Business leadership often sounds like a solo. It should feel like a groove. My view is simple: leaders should play for their people, not over them. When we treat teams and clients like family, trust grows, and results follow.
That idea hit me again through a single, humble question.
“Shall we play our drums for you, family?”
That line captures the heart of healthy leadership. Ask. Serve. Create rhythm. Then invite others to join.
The Rhythm of Service Over Showmanship
Leadership is not a solo act. The best leaders act like drummers. They set the tempo. They support the song. They make others sound great.
I have led turnarounds, run companies, and coached many CEOs. What works across industries and seasons is not a louder frontman.

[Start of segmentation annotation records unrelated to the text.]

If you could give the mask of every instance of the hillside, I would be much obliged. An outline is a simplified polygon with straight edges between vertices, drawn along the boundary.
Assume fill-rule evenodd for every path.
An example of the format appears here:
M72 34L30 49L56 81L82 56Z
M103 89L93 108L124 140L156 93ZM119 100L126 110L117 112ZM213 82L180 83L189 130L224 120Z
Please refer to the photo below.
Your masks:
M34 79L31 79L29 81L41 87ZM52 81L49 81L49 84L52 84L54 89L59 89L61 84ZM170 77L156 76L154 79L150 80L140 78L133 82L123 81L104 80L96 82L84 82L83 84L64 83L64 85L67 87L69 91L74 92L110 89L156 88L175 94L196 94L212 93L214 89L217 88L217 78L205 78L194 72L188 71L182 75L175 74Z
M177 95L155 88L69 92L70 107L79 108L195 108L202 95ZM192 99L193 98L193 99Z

It is a steady backbeat. It is service that says, “This is for you.”
Respect comes before performance. That question—“Shall we play…for you, family?”—carries three powerful ideas: permission, purpose, and belonging. You ask before you act. You play for the listener, not for ego. You call people family, and you mean it.
In my first turnaround at 28, I learned this the hard way. I tried to prove myself with big moves. People did not buy it. When I started listening and serving first, the tempo changed. Results followed.
What Great Leaders Actually Do
Here is what this looks like in practice. These are not theories. This is what I have seen work as a president of four companies and as a coach for CEOs.
- Ask permission: “Is this helpful now?” It honors time and builds trust.
- Set a clear tempo: simplify priorities so people can lock in.
- Leave room for solos: invite others to lead and be heard.
- Listen like a drummer: catch small timing issues before they become big misses.
- Stop when off beat: admit mistakes fast and reset the groove.
These moves are simple, but they are not soft. They keep teams aligned without drama. They invite ownership. They scale.
Bold Truths I Have Learned
Your title does not give you rhythm. Your habits do. Show up on time. Be clear. Keep promises. People follow a steady beat.
Strategy without respect falls flat. You can have slides, data, and goals. If your people do not feel seen, they will not play their best.
Client loyalty is earned in small beats. Ask what matters. Deliver it. Repeat. You do not need showy moves. You need consistent ones.
“Family” is not a slogan. It is how you choose to treat people when pressure rises.
Answering the Pushback
Some leaders tell me, “I do not have time to ask. I have to set the pace.” I get it. Deadlines are real. But asking does not slow you down; it speeds you up. You avoid rework. You gain buy-in. People tell you the truth.
Others say, “If I do not take the spotlight, I will lose authority.” That is fear talking. The best bands are remembered for how they play together. The drummer shapes the song more than the soloist. So does a strong leader.
Where This Works
I have watched this approach change rooms in board meetings, sales calls, and stand-ups. When I co-host conversations on the Anything But Typical podcast, the best guests do the same thing. They listen first. They add value. They point the light at others.
At Bizjournals.com, I saw teams win when they aligned on a simple beat: serve readers, serve advertisers, serve each other. Less noise. More music.
A Simple Call to Action
If you lead a team, ask this week’s version of that simple question:
- “What would be most helpful right now?”
- “Where am I out of sync?”
- “What should we stop so we can play better?”
Then act on what you hear. Tighten the beat. Clear the clutter. Give people room to shine.
My opinion is firm: we do not need louder leaders—we need steadier ones. The kind who ask before they play. The kind who treat clients and teams like family. The kind who set a rhythm worth following.
Start today. Ask the question. Play for your people. Make the room better because you were in it. That is how great work sounds.